As of early 2011 about 30 Jupiter-class planets have been found around evolved K-giant stars including Pollux, Gamma Cephei and Iota Draconis. Doppler surveys around a wide variety of stars indicate about one in six stars having twice the mass of the Sun are orbited by one or more Jupiter-sized planets, compared to about one in sixteen for Sun-like stars. A-type star systems known to feature planets include HD 15082, Beta Pictoris and HR 8799.
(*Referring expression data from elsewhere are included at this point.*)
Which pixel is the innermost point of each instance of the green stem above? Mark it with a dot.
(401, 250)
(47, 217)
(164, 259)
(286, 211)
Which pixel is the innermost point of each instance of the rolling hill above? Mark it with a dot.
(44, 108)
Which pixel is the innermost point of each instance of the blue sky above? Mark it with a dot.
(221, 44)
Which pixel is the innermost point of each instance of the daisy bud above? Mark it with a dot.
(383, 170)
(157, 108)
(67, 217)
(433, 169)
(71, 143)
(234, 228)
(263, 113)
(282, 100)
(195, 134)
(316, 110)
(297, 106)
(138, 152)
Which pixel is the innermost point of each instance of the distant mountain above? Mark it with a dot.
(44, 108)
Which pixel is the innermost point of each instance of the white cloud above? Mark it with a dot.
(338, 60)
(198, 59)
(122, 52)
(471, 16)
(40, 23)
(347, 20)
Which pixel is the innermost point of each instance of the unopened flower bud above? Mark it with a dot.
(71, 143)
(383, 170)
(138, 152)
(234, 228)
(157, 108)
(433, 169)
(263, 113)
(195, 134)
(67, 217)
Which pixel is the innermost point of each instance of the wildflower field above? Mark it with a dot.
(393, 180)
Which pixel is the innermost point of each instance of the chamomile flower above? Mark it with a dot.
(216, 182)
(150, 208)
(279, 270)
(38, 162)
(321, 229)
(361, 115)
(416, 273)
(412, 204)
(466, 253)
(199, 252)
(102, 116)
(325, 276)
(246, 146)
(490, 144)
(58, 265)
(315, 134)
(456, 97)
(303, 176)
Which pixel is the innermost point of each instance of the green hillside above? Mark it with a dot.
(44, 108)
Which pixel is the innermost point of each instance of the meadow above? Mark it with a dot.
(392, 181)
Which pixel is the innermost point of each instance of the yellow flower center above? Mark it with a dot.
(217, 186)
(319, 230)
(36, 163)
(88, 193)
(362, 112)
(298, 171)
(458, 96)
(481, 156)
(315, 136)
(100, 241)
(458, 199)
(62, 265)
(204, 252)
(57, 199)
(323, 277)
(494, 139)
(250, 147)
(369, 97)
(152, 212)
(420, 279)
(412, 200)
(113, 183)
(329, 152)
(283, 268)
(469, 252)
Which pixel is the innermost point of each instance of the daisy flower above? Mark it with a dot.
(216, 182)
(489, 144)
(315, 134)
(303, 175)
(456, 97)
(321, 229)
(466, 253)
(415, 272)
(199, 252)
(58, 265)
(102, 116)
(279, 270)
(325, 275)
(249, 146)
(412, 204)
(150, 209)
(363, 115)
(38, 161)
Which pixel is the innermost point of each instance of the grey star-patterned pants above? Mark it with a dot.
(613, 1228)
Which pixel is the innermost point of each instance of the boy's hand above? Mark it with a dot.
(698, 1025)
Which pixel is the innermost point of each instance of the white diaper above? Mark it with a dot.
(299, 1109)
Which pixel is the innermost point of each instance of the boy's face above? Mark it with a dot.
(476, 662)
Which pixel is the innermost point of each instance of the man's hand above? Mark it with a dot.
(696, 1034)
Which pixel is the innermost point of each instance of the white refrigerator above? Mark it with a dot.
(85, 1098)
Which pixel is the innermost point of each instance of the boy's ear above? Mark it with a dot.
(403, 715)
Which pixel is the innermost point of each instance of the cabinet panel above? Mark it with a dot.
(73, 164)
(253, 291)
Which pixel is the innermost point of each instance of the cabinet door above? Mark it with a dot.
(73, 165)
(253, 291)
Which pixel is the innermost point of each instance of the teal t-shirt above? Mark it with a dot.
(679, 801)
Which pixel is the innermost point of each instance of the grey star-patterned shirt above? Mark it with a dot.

Examples of A-type main-sequence stars with circumstellar disc and exoplanets:

| Name | Spectral type | Mass (M_{☉}) | Radius (R_{☉}) | Disk extent (AU) | Exoplanets |
|---|---|---|---|---|---|
| Vega | A0V | 2.15 | 2.73 | 170 / 815 | Vega b (candidate) |
| Fomalhaut | A3V | 1.92 | 1.84 | 209 | Fomalhaut b (controversial), unnamed candidate |
| HR 8799 | A5V | 1.43 | 1.44 | 360 | HR 8799 b, HR 8799 c, HR 8799 d, HR 8799 e, HR 8799 f (candidate) |
| Beta Pictoris | A6V | 1.75 | 1.73 | 1835 | Beta Pictoris b, Beta Pictoris c, Beta Pictoris d |

== Examples ==
Within 40 light-years:

| Name | Spectral type | Constellation | vis Mag | Mass (M_{☉}) | Radius (R_{☉}) | Luminosity (L_{☉}) | Distance (ly) |
|---|---|---|---|---|---|---|---|
| Sirius | A0mA1 Va | Canis Major | −1.46 | 2.063 | 1.713±0.009 | 24.7±0.7 | 8.61±0.03 |
| Altair | A7 V | Aquila | 0.76 | 1.86±0.03 | 2.007 × 1.565 | 10.6 | 16.73 |
| Vega | A0 Va | Lyra | 0.026 | 2.15+0.10 −0.15 | 2.726±0.006 × 2.418±0.008 | 47.2±0.2 | 25.04 |
| Fomalhaut | A3 V | Piscis Austrinus | 1.17 | 1.92±0.02 | 1.842±0.019 | 16.63±0.48 | 25.1 |
| Denebola | A3 Va | Leo | 2.14 | 1.78 | 1.75±0.02 | 12.9±0.1 | 35.8 |

Sirius is the brightest star in the night sky.